Le Tribunal Administratif de Montreuil a été saisi par Mme B... d’un recours pour excès de pouvoir contre la décision du préfet de la Seine-Saint-Denis de classer sans suite sa demande de titre de séjour. En cours d’instance, le préfet a délivré à l’intéressée un rendez-vous pour déposer sa demande, rendant sans objet les conclusions principales en annulation et injonction. Sur le fondement de l’article R. 222-1 du code de justice administrative, le tribunal a constaté qu’il n’y avait plus lieu de statuer sur ces conclusions. La demande de frais de justice présentée au titre de l’article L. 761-1 du même code a été rejetée.
Texte intégral
Vu la procédure suivante :
Par une requête, enregistrée le 25 mai 2023, Mme C... B... demande au tribunal :
1°) d’annuler la décision par laquelle le préfet de la Seine-Saint-Denis a classé sans suite sa demande de titre de séjour ;
2°) d’enjoindre au préfet de la Seine-Saint-Denis de lui délivrer une autorisation provisoire de séjour l’autorisant à travailler ainsi qu’une carte de séjour temporaire, dans un délai de quinze jours suivant la notification de la décision à intervenir, sous astreinte de 100 euros par jour de retard ; ou à défaut, d’enjoindre au préfet de la Seine-Saint-Denis de réexaminer sa situation dans un délai de quinze jours, sous astreinte de 100 euros par jour de retard ;
3°) de mettre à la charge de l’État (préfet de la Seine-Saint-Denis) la somme de 1 500 euros en application des dispositions de l’article L. 761-1 du code de justice administrative.
Par un mémoire en défense, enregistré le 15 juin 2023, le préfet de la Seine-Saint-Denis conclut, à titre principal, au non-lieu à statuer sur la requête de Mme B... et, à titre subsidiaire, au rejet de sa demande présentée au titre de l’article L. 761-1 du code de justice administrative.
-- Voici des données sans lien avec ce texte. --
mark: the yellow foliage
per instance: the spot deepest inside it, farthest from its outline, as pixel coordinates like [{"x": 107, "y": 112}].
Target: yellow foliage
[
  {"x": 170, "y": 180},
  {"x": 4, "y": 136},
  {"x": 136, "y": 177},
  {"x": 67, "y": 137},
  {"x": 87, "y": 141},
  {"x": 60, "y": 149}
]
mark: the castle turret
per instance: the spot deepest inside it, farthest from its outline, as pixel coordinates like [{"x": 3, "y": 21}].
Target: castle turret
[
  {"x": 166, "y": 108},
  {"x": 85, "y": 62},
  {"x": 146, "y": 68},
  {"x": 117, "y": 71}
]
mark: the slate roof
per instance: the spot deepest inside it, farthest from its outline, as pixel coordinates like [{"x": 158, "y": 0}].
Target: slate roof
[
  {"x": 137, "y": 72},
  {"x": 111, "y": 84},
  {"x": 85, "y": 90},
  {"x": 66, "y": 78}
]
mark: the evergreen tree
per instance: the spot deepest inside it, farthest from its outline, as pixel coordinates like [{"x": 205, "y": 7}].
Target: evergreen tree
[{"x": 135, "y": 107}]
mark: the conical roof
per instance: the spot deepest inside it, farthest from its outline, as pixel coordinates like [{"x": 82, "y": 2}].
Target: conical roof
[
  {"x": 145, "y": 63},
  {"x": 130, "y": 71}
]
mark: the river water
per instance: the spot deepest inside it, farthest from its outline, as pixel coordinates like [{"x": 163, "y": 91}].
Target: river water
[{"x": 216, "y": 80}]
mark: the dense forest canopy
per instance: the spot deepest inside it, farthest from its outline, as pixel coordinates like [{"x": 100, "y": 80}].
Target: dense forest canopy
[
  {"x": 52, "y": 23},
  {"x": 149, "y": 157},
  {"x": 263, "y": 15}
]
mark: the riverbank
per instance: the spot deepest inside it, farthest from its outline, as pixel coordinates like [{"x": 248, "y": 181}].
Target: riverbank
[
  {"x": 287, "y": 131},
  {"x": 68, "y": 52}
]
Vu les autres pièces du dossier.
Vu le code de justice administrative.
Considérant ce qui suit :
Aux termes de l’article R. 222-1 du code de justice administrative : « (…) les présidents des formations de jugement peuvent, par ordonnance : (…) 3° Constater qu'il n'y a pas lieu de statuer sur une requête ; (…) : 5° Statuer sur les requêtes qui ne présentent plus à juger de questions autres que la condamnation prévue à l'article L. 761 1 (…) ; ».
Il ressort des pièces du dossier que le 9 juin 2023, soit postérieurement à l’introduction de sa requête, les services préfectoraux ont délivré à Mme B... un rendez-vous en vue du dépôt de sa demande de titre de séjour. Il en résulte que les conclusions de sa requête aux fins d’annulation et d’injonction sous astreinte sont devenues sans objet. Par suite, il n’y a plus lieu d’y statuer.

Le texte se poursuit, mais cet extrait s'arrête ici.